You could probably make one that's almost as fast for 6-8k in parts. That won't include clutch, brakes, wheels, suspension, body stuff, but it will haul ass.


----------



## Gberg888GLI (Nov 1, 2006)

*Re: (Obelix)*

8k on the engine...
wheels were what? They are reps so prob not more than 1400... and thats alot... the real set of the gallardo wheels i heard were 5k...
What did u do to suspension?
clutches really arent that much.. maybs a grand... with flywheel...?? i could be wrong i dont really know...
and what body stuff? removing orange turns and painting the plastic?
how much u buy the car for?



_Modified by Gberg888GLI at 8:55 PM 9-18-2008_


----------



## Obelix (Jan 16, 2001)

*Re: (Gberg888GLI)*

I spent more than 8k on the engine.
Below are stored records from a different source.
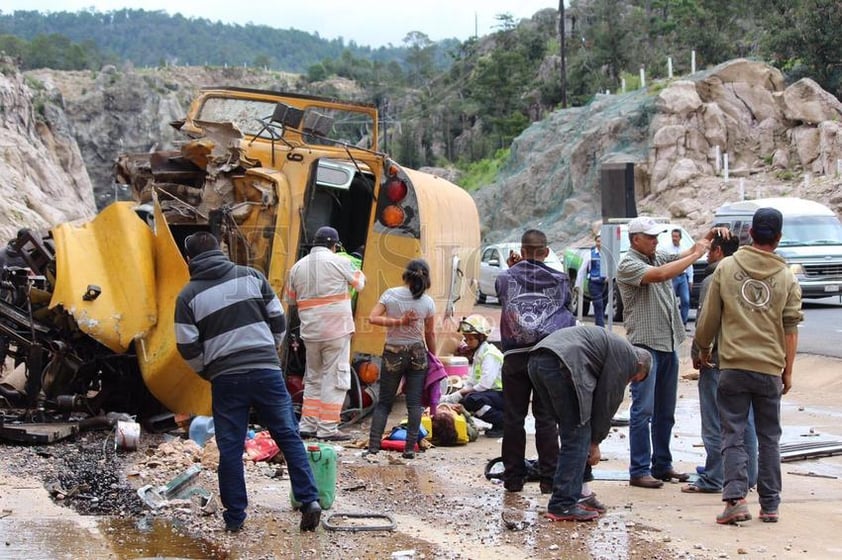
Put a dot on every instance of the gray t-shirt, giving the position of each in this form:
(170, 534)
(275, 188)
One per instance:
(397, 302)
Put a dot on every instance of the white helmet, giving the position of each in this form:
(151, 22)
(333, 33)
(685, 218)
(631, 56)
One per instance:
(475, 324)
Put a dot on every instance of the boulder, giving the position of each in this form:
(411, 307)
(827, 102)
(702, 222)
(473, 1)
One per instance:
(680, 98)
(807, 102)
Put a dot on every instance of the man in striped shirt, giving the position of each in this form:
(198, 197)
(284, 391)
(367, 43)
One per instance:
(319, 287)
(228, 325)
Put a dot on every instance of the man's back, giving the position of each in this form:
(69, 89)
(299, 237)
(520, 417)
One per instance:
(534, 300)
(318, 286)
(757, 300)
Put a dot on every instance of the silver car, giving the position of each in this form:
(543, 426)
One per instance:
(493, 262)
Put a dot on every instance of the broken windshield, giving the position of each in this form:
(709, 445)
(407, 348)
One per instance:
(320, 124)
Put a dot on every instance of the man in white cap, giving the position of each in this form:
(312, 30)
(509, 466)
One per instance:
(318, 286)
(653, 322)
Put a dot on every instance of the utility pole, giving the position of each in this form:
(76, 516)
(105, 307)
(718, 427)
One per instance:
(563, 53)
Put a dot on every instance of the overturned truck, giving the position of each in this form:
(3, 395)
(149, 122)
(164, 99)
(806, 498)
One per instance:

Like I said, for 8k you can make one *almost* as fast.


----------



## AHarmes5 (Apr 18, 2003)

first time I've seen another allroad completely matched.. Did you leave the roof gray? We have twins haha. You got one up on the engine though. Thats nice work man. http://****************.com/smile/emthup.gif


----------



## e.Mills (Dec 4, 2005)

*FV-QR*








i just need to find a 6sp now and dream about doing this, because it'll never happen for me!
btw, fwiw i LOVE the city lights on there, and the look. any future additions? or is this build "done" (for now!)


----------



## sigma3 (Oct 18, 2006)

I know this is an old thread but is is an update with fresh pics possible. I cant see the old ones.


----------



## Incrementalg (Oct 14, 2008)

sigma3 said:


> I know this is an old thread but is is an update with fresh pics possible. I cant see the old ones.


 I think the car has been sold a couple of times since the OP


----------